Here in Niagara-on-the-Lake, the history of the town is deeply intertwined with the history of the Canadian military.
Whether it’s places like Butler’s Barracks or Queenston Heights, the fact that places like Garrison Village and the Jackson-Triggs Winery used to host military training grounds, or that the Royal George Theatre was built to entertain the troops of Camp Niagara, the legacy of war is everywhere in NOTL.
And during this time of year, it’s a part of history that Al Howse, president of the local Royal Canadian Legion branch, is thinking deeply about.
“The history of the town is just wrapped up with the military, before and after we became a country,” he said.
As Canada approaches Remembrance Day, Howse says while not everyone in town may be aware of how much the military’s history and NOTL’s history are on in the same, he says his focus leading up to Nov. 11 is simple: asking people to remember — or, if they can’t remember, to think about it.
“We want the focus to be on the sacrifice that all these people made and what the sacrifice means to you,” he said. “Are you happy that we still have all the freedoms we have and how much people know of what it took to keep them.”
His father and uncle were both Second World War veterans, while his grandfather was a First World War veteran.
“I have an acute knowledge of service and what it’s like to volunteer to be a soldier from them,” he said.
This time of year, the Legion is hard at work readying to host the town commemorative service for Remembrance Day, held at the Queen Street clock tower cenotaph, with two minutes of silence at 11 a.m., and the cenotaph in Queenston.
The two cenotaphs bear the names of those from NOTL who fought and died in the First and Second World Wars.
On the subject of recognizing the history of how these wars affected NOTL, Howse highlighted historic writer Ron Dale’s column The Monuments Men, published in The Lake Report, which sheds light on the lives of the men whose names are listed on the cenotaphs.
Alongside the Nov. 11 services, starting on the last Friday of October, the Legion is busy campaigning to encourage those around them to wear a poppy as a visual commemoration to those who’ve served Canada.
“My focus, especially during the poppy campaign and Remembrance Day, is to get out the message to the community through the poppy,” Howse said.
Outside the Legion, its memorial cairn has been adorned with one of the NOTL Museum’s poppy displays, a netting of wool poppies joined together to create a draping of hundreds of poppies.

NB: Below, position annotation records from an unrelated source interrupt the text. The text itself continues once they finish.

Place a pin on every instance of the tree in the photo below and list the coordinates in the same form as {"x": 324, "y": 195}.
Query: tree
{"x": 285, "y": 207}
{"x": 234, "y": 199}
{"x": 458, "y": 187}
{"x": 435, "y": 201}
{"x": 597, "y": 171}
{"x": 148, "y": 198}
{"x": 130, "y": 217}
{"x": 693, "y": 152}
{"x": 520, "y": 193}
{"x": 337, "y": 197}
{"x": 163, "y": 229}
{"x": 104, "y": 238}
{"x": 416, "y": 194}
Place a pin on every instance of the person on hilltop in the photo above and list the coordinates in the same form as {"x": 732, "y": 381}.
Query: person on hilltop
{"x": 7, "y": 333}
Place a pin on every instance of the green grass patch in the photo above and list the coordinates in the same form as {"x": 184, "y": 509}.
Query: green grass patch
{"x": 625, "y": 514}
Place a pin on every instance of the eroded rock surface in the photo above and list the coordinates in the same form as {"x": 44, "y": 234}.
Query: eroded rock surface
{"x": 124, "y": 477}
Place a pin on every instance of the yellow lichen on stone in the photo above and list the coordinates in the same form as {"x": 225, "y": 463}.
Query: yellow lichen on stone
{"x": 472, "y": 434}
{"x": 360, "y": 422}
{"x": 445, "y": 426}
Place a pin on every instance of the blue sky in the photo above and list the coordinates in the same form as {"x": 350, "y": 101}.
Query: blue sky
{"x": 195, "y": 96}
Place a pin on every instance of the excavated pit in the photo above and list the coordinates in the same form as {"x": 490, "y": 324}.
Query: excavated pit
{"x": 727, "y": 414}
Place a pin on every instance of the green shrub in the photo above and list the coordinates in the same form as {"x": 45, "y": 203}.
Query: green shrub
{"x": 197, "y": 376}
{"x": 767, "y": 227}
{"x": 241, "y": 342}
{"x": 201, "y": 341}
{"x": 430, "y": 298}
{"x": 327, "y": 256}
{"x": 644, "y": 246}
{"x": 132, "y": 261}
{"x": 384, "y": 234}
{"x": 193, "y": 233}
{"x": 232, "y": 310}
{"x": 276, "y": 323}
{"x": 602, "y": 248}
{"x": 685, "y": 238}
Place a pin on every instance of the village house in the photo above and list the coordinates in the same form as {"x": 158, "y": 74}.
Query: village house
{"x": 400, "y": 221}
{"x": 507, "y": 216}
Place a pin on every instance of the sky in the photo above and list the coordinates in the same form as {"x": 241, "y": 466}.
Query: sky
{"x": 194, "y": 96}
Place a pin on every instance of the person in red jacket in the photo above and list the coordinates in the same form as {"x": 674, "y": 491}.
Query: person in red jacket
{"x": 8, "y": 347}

The same drapings are also installed at the NOTL Museum at the old Court House. The poppy installations will be on display until the end of Remembrance Day.
“I think it’s great,” he said of the poppy display at the Legion. “We have people every day stopping by and taking pictures.”
There are some who may not have picked up a poppy or made a donation in one of the Legion’s white boxes yet.
On those people, Howse said, this represents that they live in a free and open society where poppy-wearing isn’t forced on anyone.
“That’s your choice, whether you want to give reverence to remembrance,” he said. “It’s our job to educate people, from school children and up.”
As for what remembrance looks like in action, Howse said every person can choose their own way to do so — whether it’s researching the wars online, talking to their grandparents about it or reading the names of the men who gave up their lives on the two cenotaphs standing tall in Old Town and Queenston.